Türkiye’nin 1 yıldan kısa vadeli borcu ise 170 milyar dolara çıkmıştır. Üstüne yaklaşık 35 Milyar Dolar cari açık konulduğunda 205 Milyar Dolar finansman açığımız vardır. FED’in parasal sıkıştırmaya gideceği ve bu durumun kurda yukarı yönlü baskı oluşturacağı düşünüldüğünde döviz temini bakımından önümüzde zor bir yıl vardır.

Reel sektörün 205 milyarlık açık pozisyonu dolar kurundaki her bir kuruşluk artışın reel sektörü 2 Milyar TL zarara sokmasına neden olmaktadır.
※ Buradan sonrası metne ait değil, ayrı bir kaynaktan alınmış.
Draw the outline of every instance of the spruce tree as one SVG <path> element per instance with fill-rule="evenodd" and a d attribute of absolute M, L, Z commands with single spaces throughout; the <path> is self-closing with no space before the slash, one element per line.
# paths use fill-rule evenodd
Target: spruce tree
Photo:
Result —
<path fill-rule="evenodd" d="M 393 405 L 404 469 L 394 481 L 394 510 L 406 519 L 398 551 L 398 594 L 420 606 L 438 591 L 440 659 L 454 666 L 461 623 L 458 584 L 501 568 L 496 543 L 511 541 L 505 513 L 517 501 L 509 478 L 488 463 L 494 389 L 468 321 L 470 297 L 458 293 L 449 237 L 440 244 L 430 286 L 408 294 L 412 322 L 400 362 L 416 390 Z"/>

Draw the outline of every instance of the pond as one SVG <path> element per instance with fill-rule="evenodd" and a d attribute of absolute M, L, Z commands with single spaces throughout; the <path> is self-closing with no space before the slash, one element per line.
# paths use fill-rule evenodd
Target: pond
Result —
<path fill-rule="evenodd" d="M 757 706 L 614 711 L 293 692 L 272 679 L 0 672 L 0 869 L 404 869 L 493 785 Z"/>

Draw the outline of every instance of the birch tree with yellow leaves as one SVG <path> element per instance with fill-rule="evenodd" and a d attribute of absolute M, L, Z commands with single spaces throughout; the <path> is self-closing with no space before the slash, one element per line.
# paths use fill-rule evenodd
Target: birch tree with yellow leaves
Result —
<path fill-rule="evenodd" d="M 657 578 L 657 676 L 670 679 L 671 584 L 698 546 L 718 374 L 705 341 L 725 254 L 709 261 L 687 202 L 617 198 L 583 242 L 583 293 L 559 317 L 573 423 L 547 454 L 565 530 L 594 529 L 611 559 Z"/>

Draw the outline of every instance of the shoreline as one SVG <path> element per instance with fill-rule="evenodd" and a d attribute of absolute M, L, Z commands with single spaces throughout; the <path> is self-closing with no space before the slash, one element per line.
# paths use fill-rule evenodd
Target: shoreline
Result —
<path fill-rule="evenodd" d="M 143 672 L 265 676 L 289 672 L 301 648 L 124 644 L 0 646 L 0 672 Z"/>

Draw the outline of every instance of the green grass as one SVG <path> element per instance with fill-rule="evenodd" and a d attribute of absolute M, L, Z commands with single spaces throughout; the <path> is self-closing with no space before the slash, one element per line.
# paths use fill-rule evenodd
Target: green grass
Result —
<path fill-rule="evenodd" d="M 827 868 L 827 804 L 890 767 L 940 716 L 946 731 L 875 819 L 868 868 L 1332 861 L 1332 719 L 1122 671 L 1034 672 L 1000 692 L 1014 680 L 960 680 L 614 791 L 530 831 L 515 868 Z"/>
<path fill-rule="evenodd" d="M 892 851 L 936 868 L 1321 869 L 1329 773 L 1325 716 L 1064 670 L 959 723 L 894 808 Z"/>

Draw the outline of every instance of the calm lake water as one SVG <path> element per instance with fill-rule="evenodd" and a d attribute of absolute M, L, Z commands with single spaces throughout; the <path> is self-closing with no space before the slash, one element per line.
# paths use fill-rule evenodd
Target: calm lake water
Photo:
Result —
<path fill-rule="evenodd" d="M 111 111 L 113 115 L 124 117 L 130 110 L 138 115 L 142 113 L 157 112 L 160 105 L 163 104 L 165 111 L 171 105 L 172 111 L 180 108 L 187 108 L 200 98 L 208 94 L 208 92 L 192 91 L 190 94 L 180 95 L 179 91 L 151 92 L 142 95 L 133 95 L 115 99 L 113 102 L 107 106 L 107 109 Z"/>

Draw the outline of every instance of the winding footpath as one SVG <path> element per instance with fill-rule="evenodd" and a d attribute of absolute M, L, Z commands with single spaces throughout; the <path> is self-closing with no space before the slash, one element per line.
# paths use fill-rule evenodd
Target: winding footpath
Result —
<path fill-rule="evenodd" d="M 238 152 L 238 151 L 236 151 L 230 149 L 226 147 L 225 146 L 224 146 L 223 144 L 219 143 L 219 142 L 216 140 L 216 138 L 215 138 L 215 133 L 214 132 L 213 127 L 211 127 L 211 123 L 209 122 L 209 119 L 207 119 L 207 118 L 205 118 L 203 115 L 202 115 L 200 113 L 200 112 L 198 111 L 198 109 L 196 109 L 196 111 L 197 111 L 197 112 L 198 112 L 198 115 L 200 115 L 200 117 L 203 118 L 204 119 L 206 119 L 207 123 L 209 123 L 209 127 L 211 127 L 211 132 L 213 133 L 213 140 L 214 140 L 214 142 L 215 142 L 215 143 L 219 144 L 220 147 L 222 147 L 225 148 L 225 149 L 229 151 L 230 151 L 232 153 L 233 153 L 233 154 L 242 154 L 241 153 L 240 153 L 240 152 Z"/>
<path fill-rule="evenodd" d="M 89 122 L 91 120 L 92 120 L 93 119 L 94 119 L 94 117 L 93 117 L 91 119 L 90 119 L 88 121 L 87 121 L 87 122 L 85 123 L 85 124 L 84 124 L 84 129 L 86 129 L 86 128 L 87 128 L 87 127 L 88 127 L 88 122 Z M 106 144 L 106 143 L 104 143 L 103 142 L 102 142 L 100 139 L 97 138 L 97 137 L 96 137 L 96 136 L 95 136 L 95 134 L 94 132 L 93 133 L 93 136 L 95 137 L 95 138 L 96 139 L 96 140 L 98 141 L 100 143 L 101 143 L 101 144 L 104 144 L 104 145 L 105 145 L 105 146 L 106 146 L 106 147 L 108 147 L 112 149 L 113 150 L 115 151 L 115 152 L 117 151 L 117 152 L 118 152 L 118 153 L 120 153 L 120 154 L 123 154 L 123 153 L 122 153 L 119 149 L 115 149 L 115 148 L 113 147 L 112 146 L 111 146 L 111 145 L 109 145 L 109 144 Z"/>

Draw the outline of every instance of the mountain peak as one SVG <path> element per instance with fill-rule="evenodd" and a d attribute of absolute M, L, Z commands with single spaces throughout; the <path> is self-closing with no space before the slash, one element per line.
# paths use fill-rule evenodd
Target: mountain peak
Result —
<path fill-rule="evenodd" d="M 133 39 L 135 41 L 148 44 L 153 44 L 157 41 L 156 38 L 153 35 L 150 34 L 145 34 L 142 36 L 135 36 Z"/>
Bu hesapla bakıldığında Başkanlık referandumu açıklamasından hemen önce 3,08 TL civarında olan dolar kuru 1 yıl içinde 3,58 seviyelerine çıkarak 50 kuruş değer kazanmış ve bu referandum reel sektöre 100 milyar TL’ye mal olmuştur. Mühürsüz referandumla çalınan Anayasa üzerine inşa edilen tek adamlık sisteminin özel sektöre maliyeti 100 milyar TL’dir.

 

 

OVP İLE AKP’NİN 2023 HEDEFLERİ ÇÖPE GİTTİ

 

 

Merkezi yönetim bütçesi 2016 yılı Ocak – Ağustos döneminde 4,8 Milyar TL fazla verirken 2017’nin aynı döneminde 25,1 Milyar TL açık vererek bütçe alarm vermeye başlamıştır. Bu açığın nedeni ağırlıklı olarak çalıntı referandum için harcanan kaynaklar olup bu bütçe açığını kapatmak amacıyla yeni vergiler salınmıştır.

AKP’nin 2023 hedeflerine göre ihracatımız yıllık 500 Milyar Dolara, kişi başına düşen gelirimiz 25 Bin Dolara çıkacaktı. Açıklanan OVP ile AKP’nin 2023 hedefleri çöpe atılmıştır. 2020 yılında ihracat hedefi 195 milyar dolara kişi başına düşen gelir 13 bin 24 dolara indirilmiştir. Bu hedeflerin tutturulması da artık mümkün değildir.”